Of her three accounts, Marybeth preferred working with the Logues, although the account also presented the most challenges. While Marybeth did her best to straighten out the Byzantine finances of the business they had bought into, there was no doubt that the company and the Logues were in trouble. Despite this, she had come to like and admire them and wanted to do what she could to help them make the company survive, including undercharging for her time. She knew they couldn’t afford her full rate just yet.

But if Sheridan and Lucy were to progress to college, as they should, it would take two full-time incomes. Joe’s salary was barely enough to live on, considering Sheridan’s basketball, volleyball, speech and debate interests, and Lucy’s piano, dance, and Young Writers’ Club. The real estate license would potentially create the cushion they needed for their family. When it came to college for the girls, they would be considered a low-income family, a designation that affected Marybeth deeply. She tried not to blame Joe, because he loved what he did and was good at it. But it didn’t pay the bills.

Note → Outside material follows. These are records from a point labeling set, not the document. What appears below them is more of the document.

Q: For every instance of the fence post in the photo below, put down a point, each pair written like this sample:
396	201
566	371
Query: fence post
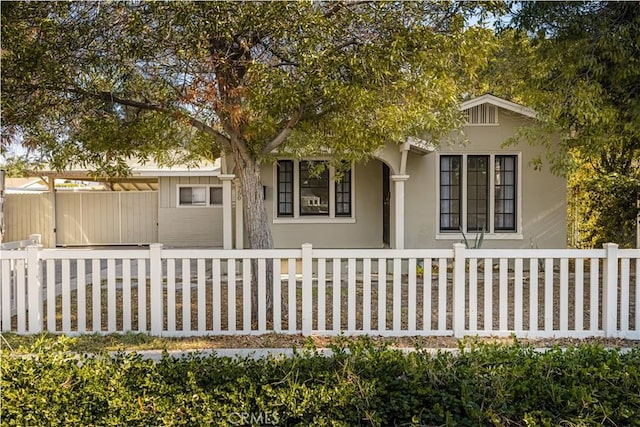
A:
34	289
610	290
307	290
459	262
156	290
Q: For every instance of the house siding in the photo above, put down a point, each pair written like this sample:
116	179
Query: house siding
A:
26	214
187	226
106	218
364	232
543	194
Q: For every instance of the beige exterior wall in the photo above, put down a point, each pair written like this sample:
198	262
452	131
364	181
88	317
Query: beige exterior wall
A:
187	226
27	214
364	230
543	195
106	218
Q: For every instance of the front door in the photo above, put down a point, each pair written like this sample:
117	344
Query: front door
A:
386	206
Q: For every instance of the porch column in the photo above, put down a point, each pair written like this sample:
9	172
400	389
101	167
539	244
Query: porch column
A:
227	224
239	219
398	198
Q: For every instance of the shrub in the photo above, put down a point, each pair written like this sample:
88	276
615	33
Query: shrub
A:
360	384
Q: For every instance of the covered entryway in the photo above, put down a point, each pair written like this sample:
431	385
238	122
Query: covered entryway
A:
106	218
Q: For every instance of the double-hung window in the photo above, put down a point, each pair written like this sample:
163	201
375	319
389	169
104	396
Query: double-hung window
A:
199	195
478	192
309	189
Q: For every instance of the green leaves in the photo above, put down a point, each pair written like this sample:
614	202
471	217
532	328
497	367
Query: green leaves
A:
361	384
370	71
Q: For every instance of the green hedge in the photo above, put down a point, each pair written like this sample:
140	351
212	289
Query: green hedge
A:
361	384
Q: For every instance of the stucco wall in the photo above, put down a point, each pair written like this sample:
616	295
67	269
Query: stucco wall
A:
365	231
543	195
187	226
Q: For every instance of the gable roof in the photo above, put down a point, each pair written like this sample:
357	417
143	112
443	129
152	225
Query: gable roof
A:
499	102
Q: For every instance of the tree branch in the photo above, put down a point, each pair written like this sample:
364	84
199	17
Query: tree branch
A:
177	114
284	133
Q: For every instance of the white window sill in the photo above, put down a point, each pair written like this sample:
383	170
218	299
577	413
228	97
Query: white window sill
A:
315	220
472	236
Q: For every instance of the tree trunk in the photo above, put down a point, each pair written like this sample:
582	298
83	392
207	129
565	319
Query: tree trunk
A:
257	227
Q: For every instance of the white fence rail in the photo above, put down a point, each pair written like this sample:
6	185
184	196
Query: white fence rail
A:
174	292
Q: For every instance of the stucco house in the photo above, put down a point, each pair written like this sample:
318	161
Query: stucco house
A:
413	195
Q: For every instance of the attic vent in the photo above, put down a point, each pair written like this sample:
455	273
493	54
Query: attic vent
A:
483	114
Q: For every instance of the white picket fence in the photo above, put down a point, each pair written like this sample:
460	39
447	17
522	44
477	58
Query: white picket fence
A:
458	291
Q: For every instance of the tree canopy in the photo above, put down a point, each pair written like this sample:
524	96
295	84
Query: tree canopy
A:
578	65
96	83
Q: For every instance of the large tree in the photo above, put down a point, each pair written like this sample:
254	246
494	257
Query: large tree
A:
96	83
578	65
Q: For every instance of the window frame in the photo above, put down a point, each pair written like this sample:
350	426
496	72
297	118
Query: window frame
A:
298	216
491	232
207	188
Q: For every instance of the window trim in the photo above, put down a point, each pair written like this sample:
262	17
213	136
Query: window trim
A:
207	196
491	233
332	218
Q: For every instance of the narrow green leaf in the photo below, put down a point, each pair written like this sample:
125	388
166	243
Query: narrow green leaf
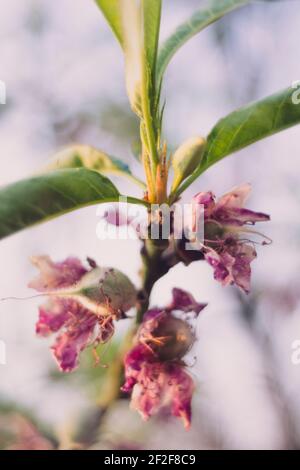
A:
40	198
213	11
85	156
151	14
136	24
111	11
248	125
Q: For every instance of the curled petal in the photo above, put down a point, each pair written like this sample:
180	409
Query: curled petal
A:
75	339
157	385
185	302
233	266
182	388
52	317
56	275
239	216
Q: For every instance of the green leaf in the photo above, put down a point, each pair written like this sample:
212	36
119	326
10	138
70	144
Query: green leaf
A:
248	125
136	25
198	21
40	198
111	11
186	159
85	156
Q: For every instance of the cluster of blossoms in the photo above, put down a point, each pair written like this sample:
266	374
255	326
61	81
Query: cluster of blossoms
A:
154	367
82	305
84	302
226	245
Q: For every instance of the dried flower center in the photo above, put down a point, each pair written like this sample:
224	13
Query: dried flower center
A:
172	339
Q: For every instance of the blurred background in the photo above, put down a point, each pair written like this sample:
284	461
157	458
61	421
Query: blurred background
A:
64	75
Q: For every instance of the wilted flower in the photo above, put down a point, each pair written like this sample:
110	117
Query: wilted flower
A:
83	303
226	238
154	367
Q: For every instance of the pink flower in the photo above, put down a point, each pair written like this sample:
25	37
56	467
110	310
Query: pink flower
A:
83	303
226	246
154	370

Cam and Marie Logue bought what was then called Ranch Country Realty from its previous owner, a longtime local institution named Wild Bill Dubois. The purchase included the storefront on Main Street sandwiched between the Stockman’s Bar and Big Suds Laundromat. With their seven-year-old daughter, Jessica, they had moved from Rapid City the previous winter and leased one of the oldest Victorian homes in town with the goal of restoring it while they lived there. They changed the name of the business to Logue Country Realty and sincerely did their best to establish themselves in the small community. They joined the Presbyterian church, the chamber of commerce, the realty association, the PTO, and gave to the high school activities groups and the United Way. In a sleepy town like Saddlestring, where the population trend until recently was a net loss, the arrival of the energetic, optimistic Logues was a welcome deviation from the norm. Or so Marybeth thought, despite knowing that there would be the usual bitter clucking from the old-timers and third-generation types. These were the longtime residents of Twelve Sleep County who referred to Mayor Ty Stockton—who had arrived with his parents from Massachusetts as a toddler—as “that guy from Boston.”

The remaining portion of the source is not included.